Inside the city, internal flows are regulated by the combination of collective or common spaces-- traffic routes, squares, stadiums, etc-- and private spaces-- individual houses, apartment buildings, stores. One of the most striking morphological characteristics of a European city such as Thessaloniki is the extreme difficulty with which it manages and contains the externalization of the private space which the automobile is, as a very direct extension of the private apartment. Since it is not possible to build sufficient roads inside a city in order to regulate this flow, the classically modern solution has consisted in installing surface or underground parking lots.
Thessaloniki has neither surface parking, for want of space, nor underground parking, due to difficulties encountered each time it is a question of excavating, when one is immediately confronted with something that is of a collective nature. This "collective" order, or this common place, which rises to the very surface of the city founded by one of Alexander's generals, is called history. Paradoxically, in all cities: Athens, Rome, Alexandria, Cairo, Thessaloniki - this common place with very ancient sedimentation forms an obstacle to the functional articulation between that which belongs to the collective order: squares, traffic routes - and that which belongs to the private order. Thessaloniki is one of those European cities where the automobile, an externalization of private space, is the most massively present, in public squares, at intersections, in double or triple lanes in the streets, on sidewalks, as if it had been repressed by the "monumental" common Place on which the entire old section of the city stands (the part that Mikael Levin has taken, essentially, as his field of investigation), mortgaging the harmonious equilibrium between collective and private spaces, producing slippage, overlapping, fractures, the whole length of the line that separates these two types of spaces.
The "monumental" dimension - "monument", the root of which is "memory" both in Greek and in Latin - of this common Place is the principal obstacle to a collective reappropriation aimed at allowing the city to regulate its internal fluxes in an optimum way. Thessaloniki is a highly interesting European case of massive monumentalization from below: its historical underground surfaces at the first blow of the pick-axe - and of monumental de-monumentalization from above, which here took the form of the rise of often hastily built collective apartment buildings. The two major events that, in the twentieth century, accelerated the process of de-monumentalization from above were, on the one hand, the great fire of 1917, which destroyed almost the totality of synagogues and mosques and seriously damaged numerous Byzantine churches, and, on the other hand, post-war "wildcat" urbanism linked to intense real estate speculation and to large population movements. That urbanism engulfed nearly all of the patrician homes that dotted the sea shore. Nevertheless, one notices that the setting up of a bold city planning (unique in Europe in that period) just after the 1917 fire, resulted in a re-monumentalization of that part of the city that was rebuilt according to the plans of the French architect Ernest Hèbrard. These tensions between monumentalization and de-monumentalization, between private and collective spaces, can be seen in Mikael Levin's photographs.
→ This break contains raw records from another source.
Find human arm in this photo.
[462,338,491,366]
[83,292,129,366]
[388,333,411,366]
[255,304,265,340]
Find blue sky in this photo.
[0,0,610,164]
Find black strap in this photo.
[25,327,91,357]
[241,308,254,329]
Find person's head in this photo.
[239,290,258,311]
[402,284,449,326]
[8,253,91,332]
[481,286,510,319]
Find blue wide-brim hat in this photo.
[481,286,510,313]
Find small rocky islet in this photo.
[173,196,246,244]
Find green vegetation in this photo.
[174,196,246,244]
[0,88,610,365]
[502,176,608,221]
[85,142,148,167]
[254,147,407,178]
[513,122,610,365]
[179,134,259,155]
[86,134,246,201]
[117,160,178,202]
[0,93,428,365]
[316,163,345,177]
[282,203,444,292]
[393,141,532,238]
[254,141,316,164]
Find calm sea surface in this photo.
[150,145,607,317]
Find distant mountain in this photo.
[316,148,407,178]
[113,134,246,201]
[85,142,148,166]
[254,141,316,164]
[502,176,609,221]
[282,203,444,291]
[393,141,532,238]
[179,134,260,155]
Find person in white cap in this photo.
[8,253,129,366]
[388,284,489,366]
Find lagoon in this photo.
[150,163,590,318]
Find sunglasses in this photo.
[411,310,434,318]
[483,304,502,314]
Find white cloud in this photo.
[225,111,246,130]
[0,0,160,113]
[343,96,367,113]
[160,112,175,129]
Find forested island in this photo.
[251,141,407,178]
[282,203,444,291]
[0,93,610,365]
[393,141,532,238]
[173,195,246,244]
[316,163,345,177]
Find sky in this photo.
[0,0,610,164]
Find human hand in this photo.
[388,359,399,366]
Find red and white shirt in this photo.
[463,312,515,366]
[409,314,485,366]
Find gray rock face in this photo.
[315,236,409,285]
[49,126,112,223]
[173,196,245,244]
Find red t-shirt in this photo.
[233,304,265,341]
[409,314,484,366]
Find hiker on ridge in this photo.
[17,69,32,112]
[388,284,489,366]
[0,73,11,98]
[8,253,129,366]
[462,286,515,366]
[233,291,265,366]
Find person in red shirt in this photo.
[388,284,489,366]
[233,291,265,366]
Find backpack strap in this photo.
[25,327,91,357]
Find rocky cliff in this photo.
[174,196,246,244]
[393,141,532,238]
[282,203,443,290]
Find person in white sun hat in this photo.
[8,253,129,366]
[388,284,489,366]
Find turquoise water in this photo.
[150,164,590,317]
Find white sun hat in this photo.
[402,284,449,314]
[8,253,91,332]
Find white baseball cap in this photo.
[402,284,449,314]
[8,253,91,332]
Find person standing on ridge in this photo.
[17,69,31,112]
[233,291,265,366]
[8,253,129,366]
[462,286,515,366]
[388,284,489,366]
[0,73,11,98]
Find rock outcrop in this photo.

Every city is caught in a race run between a process of de-monumentalization of its spaces (the Voisin plan for pre-war Paris is an extreme expression of this) and of re-monumentalization. If a ratio expressing the relation between these two processes could be established, it would become possible to classify cities according to their greater or smaller rate of de-monumentalization. At both extremes of the scale one would find Tokyo and Los Angles on the one hand, and Rome, Venice, and Paris on the other. With respect to this one might say that Thessaloniki (and Cambrai in many respects also) is situated in the middle -in Europe- with the particularity that the process of re-monumentalization is occurring mostly - but not exclusively - from below, to the extent that the de-monumentalization from above (the wholesale destruction of the entire old city) occurred in a very violent manner, and in a quasi-irreversible way in the course of the twentieth century.
Jacques Soulillou
Essayist and art theoretician, Jacques Soulillou has written about architecture and urbanism, in particular with regard to sub-Sahara Africa. From 1995 to 1999 he was Director of the French Institute of Thessaloniki.